An August 2019 letter addressed to the chairman of the high school from the Ministry of Education said, “We have been informed that the services of Ms Annette Peynado, teacher, were terminated due to an altercation with a co-worker. It has been noted that Ms Peynado, at the time of her dismissal, had only one month to retiring. The records reveal that Ms Peynado has served in the capacity as a teacher for over 30 years in the education system without any complaint being lodged against her prior to this incident. We have been advised that as a result of this action Ms Peynado is currently homeless.”

The document, which was signed by acting permanent secretary in the education ministry Dr Grace McLean and copied to several ministry officials, including minister with oversight responsibility Karl Samuda, concluded, “Based on the foregoing, my instructions to the board are that:

“Ms Peynado be reinstated with effect from the date that her services were terminated and all outstanding sums due to her from the date of her reinstatement be paid to her with immediate effect.

“Kindly note that Ms Peynado has already agreed that she will proceed on retirement as of the date of her reinstatement. This will allow her to become eligible for pension benefits. Upon the implementation of these instructions please submit to my office copies of the relevant documentation substantiating the reinstatement of Ms Peynado and payment made to her in this regard.”

A few weeks ago a government official familiar with the details of the case had indicated, in response to Observer queries, that Peynado's long wait may be drawing to a fruitul end.

“It is about to be resolved in her favour.
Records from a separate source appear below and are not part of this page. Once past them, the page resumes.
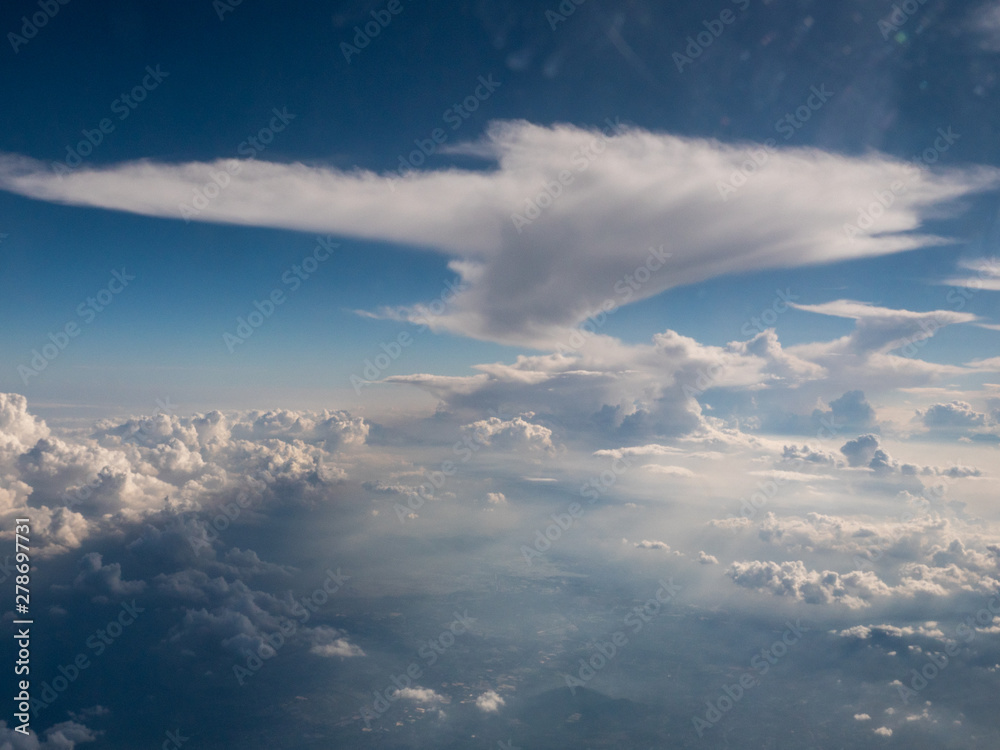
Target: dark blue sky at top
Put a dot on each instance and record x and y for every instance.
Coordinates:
(607, 59)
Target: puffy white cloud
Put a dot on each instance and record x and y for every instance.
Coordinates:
(854, 589)
(421, 695)
(489, 702)
(511, 434)
(331, 642)
(652, 544)
(861, 450)
(101, 580)
(957, 414)
(530, 283)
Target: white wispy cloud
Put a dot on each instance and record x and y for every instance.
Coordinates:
(628, 194)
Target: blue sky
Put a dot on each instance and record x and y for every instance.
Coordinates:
(195, 279)
(361, 340)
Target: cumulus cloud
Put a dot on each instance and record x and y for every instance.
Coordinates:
(861, 450)
(421, 695)
(854, 589)
(489, 702)
(101, 580)
(957, 414)
(330, 642)
(652, 544)
(511, 434)
(527, 284)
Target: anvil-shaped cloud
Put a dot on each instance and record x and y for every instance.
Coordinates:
(600, 201)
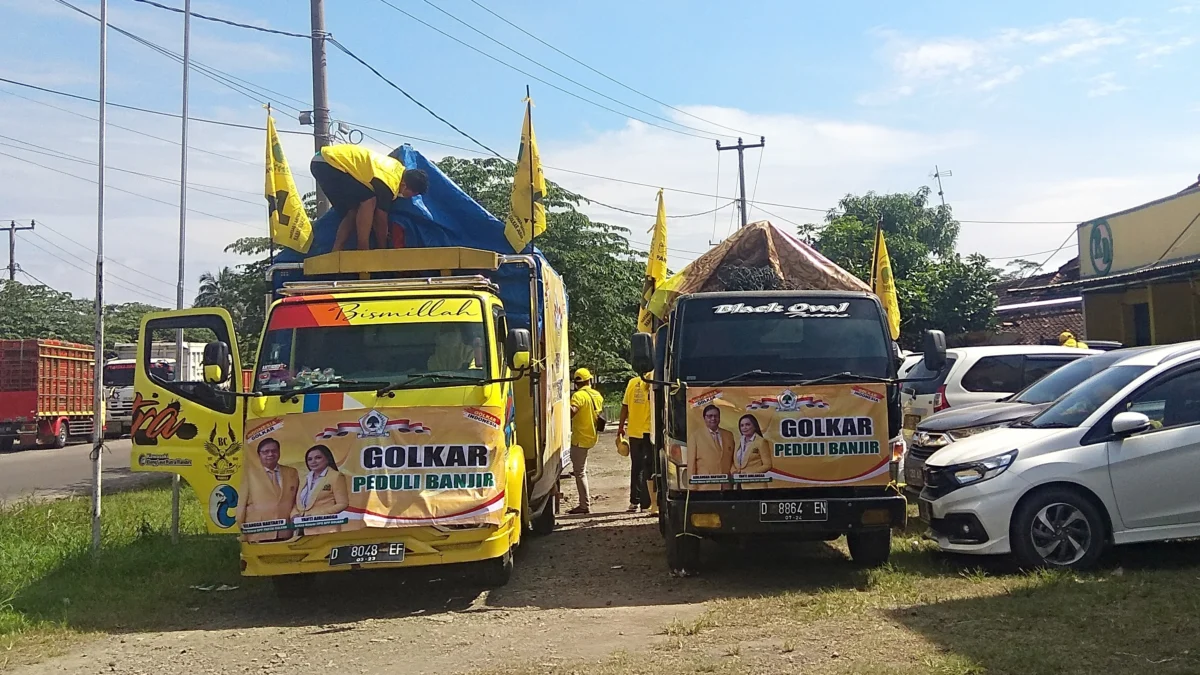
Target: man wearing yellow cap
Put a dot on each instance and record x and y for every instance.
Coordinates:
(586, 406)
(1068, 340)
(636, 410)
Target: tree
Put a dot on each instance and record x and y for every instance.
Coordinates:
(603, 275)
(936, 287)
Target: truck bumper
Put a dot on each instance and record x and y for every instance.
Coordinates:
(744, 517)
(423, 547)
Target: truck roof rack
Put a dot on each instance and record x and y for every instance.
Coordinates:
(444, 258)
(471, 282)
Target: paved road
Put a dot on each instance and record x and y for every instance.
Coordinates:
(53, 473)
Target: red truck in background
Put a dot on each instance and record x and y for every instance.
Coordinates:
(46, 392)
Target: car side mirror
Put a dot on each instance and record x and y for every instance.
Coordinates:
(517, 345)
(934, 347)
(216, 363)
(1128, 423)
(641, 352)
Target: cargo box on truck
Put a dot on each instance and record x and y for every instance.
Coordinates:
(46, 392)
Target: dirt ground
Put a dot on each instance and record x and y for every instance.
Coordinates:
(597, 586)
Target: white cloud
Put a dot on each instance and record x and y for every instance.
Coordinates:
(1104, 84)
(1167, 49)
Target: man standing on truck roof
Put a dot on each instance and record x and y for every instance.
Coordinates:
(363, 185)
(635, 408)
(586, 406)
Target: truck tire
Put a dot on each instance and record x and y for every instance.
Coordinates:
(683, 549)
(544, 524)
(498, 571)
(292, 586)
(61, 437)
(870, 548)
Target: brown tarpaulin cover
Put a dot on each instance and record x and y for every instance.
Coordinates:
(759, 244)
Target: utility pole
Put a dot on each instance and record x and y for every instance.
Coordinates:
(742, 171)
(939, 174)
(319, 91)
(13, 228)
(183, 245)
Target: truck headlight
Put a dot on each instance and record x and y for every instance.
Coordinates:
(984, 470)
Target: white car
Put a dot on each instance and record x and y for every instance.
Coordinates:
(978, 375)
(1114, 460)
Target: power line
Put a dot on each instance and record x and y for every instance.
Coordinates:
(70, 112)
(148, 111)
(607, 77)
(552, 85)
(227, 22)
(603, 95)
(129, 191)
(409, 96)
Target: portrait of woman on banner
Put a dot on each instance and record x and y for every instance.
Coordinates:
(323, 491)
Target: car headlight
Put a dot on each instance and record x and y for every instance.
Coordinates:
(959, 434)
(984, 470)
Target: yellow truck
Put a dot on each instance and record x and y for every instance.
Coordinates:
(399, 417)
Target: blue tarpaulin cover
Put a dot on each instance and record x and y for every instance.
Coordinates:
(443, 216)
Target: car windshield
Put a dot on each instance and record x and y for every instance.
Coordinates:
(325, 345)
(1080, 402)
(1066, 378)
(814, 336)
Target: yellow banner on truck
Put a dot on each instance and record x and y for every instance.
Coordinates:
(351, 469)
(765, 437)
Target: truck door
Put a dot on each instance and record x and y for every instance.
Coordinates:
(186, 425)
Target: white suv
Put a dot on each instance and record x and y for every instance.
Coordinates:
(1114, 460)
(979, 375)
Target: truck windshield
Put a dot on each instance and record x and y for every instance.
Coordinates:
(382, 351)
(814, 336)
(121, 374)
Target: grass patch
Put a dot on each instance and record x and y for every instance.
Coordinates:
(53, 589)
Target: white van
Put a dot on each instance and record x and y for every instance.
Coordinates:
(979, 375)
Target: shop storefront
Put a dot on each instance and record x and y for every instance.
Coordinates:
(1139, 273)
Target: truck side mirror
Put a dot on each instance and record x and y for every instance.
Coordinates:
(517, 345)
(641, 353)
(934, 347)
(216, 363)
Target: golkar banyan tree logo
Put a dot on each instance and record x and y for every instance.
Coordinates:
(798, 310)
(372, 425)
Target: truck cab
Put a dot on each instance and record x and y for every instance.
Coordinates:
(393, 420)
(775, 417)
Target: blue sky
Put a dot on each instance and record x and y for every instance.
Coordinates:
(1044, 112)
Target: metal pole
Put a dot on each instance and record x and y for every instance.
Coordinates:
(183, 246)
(319, 93)
(97, 400)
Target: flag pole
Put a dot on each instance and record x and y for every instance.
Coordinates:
(97, 418)
(183, 248)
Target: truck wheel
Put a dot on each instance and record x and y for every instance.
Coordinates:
(498, 571)
(683, 549)
(544, 524)
(292, 586)
(870, 548)
(60, 438)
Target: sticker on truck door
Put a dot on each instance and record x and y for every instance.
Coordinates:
(772, 437)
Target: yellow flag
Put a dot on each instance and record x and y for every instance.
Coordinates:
(655, 268)
(885, 286)
(527, 219)
(289, 222)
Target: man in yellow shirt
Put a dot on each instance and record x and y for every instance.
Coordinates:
(586, 406)
(363, 185)
(637, 411)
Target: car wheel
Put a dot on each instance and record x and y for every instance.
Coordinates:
(1057, 529)
(870, 548)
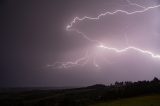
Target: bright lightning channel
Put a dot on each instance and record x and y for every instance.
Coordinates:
(130, 48)
(83, 60)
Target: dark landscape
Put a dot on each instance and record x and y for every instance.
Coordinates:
(80, 53)
(94, 95)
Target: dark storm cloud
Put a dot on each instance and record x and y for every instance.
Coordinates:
(33, 35)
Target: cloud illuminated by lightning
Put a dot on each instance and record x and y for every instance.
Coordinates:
(83, 60)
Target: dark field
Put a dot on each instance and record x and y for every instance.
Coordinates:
(141, 93)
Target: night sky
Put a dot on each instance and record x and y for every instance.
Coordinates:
(34, 36)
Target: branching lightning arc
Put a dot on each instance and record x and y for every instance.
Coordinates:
(83, 60)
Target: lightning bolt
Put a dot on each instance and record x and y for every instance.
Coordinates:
(130, 48)
(83, 60)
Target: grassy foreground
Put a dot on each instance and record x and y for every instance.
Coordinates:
(152, 100)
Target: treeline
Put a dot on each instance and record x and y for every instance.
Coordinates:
(81, 96)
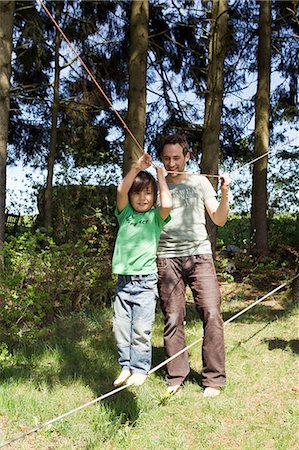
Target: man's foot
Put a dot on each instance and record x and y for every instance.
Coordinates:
(123, 376)
(137, 379)
(211, 391)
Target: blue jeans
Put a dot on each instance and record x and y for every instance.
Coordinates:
(134, 315)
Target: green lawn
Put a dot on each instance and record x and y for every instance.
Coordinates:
(75, 362)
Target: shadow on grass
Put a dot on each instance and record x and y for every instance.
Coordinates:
(76, 348)
(262, 312)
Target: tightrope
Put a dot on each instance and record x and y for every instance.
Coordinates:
(154, 369)
(91, 76)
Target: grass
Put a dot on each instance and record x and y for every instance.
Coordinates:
(75, 362)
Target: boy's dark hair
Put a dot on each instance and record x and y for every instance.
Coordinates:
(142, 181)
(174, 139)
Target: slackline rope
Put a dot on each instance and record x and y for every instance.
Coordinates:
(154, 369)
(92, 76)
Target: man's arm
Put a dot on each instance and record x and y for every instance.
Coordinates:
(219, 211)
(165, 195)
(122, 198)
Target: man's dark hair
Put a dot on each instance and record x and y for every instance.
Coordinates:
(174, 139)
(142, 181)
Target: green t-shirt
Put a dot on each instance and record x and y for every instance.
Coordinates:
(186, 234)
(137, 241)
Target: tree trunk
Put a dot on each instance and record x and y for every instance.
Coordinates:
(261, 142)
(6, 26)
(53, 136)
(214, 98)
(136, 117)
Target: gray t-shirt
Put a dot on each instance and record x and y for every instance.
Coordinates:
(186, 233)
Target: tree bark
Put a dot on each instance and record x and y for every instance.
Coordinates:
(6, 26)
(136, 117)
(214, 99)
(261, 143)
(53, 136)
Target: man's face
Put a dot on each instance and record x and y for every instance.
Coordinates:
(173, 158)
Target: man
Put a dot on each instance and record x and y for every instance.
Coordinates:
(185, 258)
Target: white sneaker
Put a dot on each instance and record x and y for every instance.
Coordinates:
(137, 379)
(123, 376)
(211, 392)
(172, 390)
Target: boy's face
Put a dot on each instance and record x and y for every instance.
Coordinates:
(143, 200)
(173, 158)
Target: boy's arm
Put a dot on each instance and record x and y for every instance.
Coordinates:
(122, 198)
(165, 195)
(219, 211)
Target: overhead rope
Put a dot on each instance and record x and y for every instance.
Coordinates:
(111, 104)
(91, 76)
(154, 369)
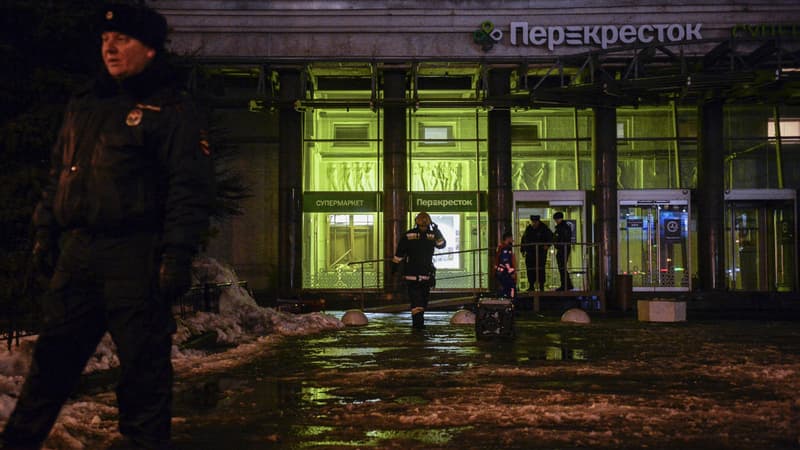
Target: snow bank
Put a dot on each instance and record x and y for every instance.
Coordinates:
(239, 321)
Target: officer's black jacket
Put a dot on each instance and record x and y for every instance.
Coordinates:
(129, 158)
(416, 249)
(562, 236)
(534, 235)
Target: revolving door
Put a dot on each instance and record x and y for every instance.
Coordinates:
(545, 204)
(761, 250)
(654, 239)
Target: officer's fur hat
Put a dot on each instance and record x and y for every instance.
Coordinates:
(422, 220)
(140, 22)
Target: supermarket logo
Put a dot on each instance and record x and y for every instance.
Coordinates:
(487, 35)
(603, 36)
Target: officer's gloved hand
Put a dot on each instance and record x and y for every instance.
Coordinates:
(175, 273)
(44, 253)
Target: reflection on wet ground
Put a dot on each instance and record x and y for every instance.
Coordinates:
(615, 383)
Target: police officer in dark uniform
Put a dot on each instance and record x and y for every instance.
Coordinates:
(563, 242)
(535, 243)
(415, 252)
(128, 202)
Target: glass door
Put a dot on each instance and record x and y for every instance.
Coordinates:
(654, 240)
(761, 251)
(544, 204)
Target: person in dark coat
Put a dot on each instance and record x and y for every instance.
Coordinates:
(117, 226)
(415, 255)
(562, 239)
(505, 267)
(535, 242)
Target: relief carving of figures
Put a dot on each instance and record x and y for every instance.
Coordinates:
(519, 177)
(540, 178)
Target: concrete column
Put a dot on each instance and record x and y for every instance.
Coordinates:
(500, 201)
(395, 173)
(604, 140)
(710, 204)
(290, 188)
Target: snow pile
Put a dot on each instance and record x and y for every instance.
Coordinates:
(240, 319)
(241, 324)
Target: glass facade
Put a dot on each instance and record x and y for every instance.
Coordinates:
(447, 165)
(551, 149)
(448, 179)
(342, 167)
(656, 148)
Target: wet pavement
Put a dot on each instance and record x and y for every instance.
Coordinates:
(615, 383)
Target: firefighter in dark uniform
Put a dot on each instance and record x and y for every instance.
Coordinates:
(415, 254)
(505, 267)
(562, 238)
(535, 243)
(128, 201)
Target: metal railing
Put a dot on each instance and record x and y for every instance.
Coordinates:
(17, 322)
(581, 265)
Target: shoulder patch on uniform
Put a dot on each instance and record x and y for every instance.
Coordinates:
(148, 107)
(205, 146)
(134, 117)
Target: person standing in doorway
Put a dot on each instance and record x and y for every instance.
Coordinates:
(117, 226)
(505, 267)
(563, 243)
(415, 254)
(535, 242)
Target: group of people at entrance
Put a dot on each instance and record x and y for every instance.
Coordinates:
(413, 259)
(536, 242)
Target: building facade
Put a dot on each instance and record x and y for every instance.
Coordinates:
(667, 134)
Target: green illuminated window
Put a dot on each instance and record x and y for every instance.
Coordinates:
(656, 147)
(550, 151)
(448, 166)
(342, 166)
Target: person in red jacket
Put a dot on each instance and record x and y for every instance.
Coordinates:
(415, 254)
(127, 204)
(505, 266)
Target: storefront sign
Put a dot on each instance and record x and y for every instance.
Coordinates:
(635, 223)
(766, 31)
(447, 201)
(523, 33)
(672, 229)
(340, 201)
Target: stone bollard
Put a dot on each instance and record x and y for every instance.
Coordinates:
(661, 310)
(354, 318)
(575, 315)
(463, 317)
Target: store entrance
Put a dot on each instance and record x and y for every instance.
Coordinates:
(654, 245)
(761, 252)
(545, 204)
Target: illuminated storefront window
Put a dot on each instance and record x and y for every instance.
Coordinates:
(448, 179)
(656, 147)
(341, 200)
(551, 149)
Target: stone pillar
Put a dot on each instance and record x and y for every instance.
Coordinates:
(395, 171)
(290, 188)
(500, 201)
(604, 140)
(710, 204)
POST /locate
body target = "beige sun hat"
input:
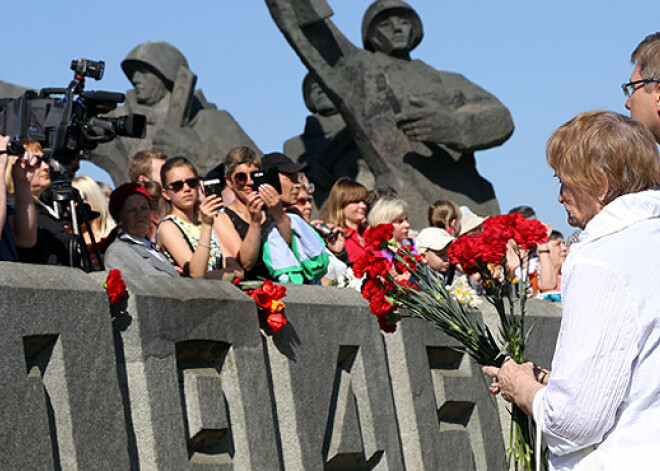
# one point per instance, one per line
(469, 220)
(432, 238)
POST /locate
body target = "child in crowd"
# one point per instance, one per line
(446, 215)
(432, 245)
(471, 223)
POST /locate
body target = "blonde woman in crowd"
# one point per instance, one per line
(91, 193)
(347, 210)
(391, 211)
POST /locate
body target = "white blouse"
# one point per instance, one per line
(604, 391)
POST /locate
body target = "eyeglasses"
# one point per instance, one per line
(304, 200)
(630, 87)
(240, 178)
(178, 185)
(42, 159)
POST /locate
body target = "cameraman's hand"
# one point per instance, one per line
(24, 168)
(208, 208)
(334, 242)
(272, 200)
(255, 205)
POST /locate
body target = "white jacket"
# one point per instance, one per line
(604, 392)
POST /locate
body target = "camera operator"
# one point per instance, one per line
(19, 226)
(54, 242)
(243, 225)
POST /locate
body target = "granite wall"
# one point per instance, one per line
(184, 379)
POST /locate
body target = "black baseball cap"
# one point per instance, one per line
(282, 163)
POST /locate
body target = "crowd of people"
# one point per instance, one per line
(248, 231)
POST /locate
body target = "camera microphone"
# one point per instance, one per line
(15, 147)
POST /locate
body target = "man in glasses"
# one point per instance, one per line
(643, 90)
(145, 166)
(18, 222)
(304, 260)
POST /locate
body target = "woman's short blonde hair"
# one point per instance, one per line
(602, 147)
(386, 210)
(442, 213)
(32, 146)
(91, 192)
(343, 192)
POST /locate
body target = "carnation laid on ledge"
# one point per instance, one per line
(395, 278)
(267, 296)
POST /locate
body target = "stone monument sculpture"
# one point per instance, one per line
(417, 128)
(179, 119)
(326, 145)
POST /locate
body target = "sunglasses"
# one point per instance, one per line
(178, 185)
(240, 178)
(42, 158)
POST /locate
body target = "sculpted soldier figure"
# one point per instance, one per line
(417, 128)
(326, 145)
(179, 119)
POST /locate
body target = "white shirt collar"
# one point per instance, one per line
(621, 213)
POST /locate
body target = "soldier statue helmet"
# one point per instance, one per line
(152, 68)
(379, 11)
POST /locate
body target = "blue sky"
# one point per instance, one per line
(546, 61)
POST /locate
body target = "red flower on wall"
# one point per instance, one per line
(115, 287)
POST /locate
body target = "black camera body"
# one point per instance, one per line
(214, 186)
(68, 120)
(266, 177)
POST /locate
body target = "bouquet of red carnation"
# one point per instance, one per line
(267, 297)
(394, 277)
(115, 287)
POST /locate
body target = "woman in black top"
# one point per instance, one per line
(243, 226)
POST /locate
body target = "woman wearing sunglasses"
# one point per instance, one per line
(244, 225)
(189, 241)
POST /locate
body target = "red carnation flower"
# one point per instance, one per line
(115, 287)
(530, 233)
(379, 267)
(463, 252)
(386, 326)
(361, 264)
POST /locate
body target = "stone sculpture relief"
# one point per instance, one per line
(417, 128)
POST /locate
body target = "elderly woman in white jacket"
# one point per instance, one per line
(599, 408)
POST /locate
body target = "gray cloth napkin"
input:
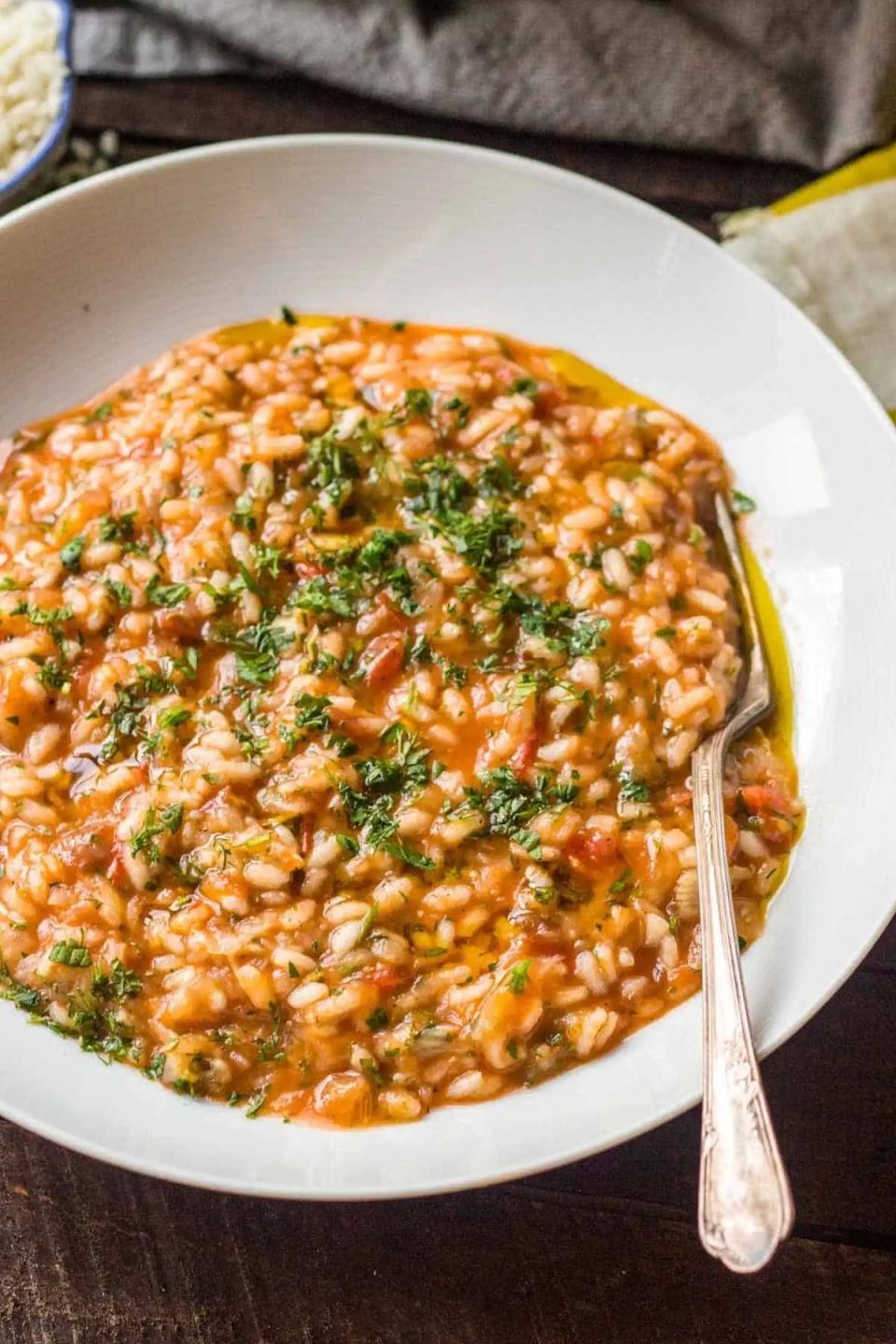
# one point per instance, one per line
(810, 81)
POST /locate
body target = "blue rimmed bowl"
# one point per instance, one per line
(18, 189)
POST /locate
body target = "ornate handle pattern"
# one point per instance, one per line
(746, 1207)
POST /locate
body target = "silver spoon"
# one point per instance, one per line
(746, 1209)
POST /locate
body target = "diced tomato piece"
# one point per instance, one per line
(548, 397)
(117, 871)
(525, 753)
(306, 834)
(387, 977)
(733, 836)
(764, 797)
(383, 657)
(593, 849)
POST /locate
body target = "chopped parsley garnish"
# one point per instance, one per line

We need to get her out of this predicament,” the source added, noting that given the drawn-out nature of the matter they were anxious to have closure.

When contacted, principal of Calabar, Albert Corcho, outlined in detail the school's stance on the matter which had preceded his time in office but declined to speak on record, opting for the matter to instead be resolved by the ministry.

On Monday, some three weeks since the Observer began querying Peynado's complaint, signs of the long-awaited break finally came.

Director of corporate communication in the ministry Colin Steer, in an e-mailed response to queries from the Observer some two weeks ago, said: “Consequent on discussions between the Ministry of Education, Youth and Information and the administration of Calabar High School, Mrs Annette Peynado was reinstated to the school's payroll, thus entitling her to receive pension benefits.”

Steer said, “The ministry will advance payments due to Mrs Peynado.” However, no timeline was provided.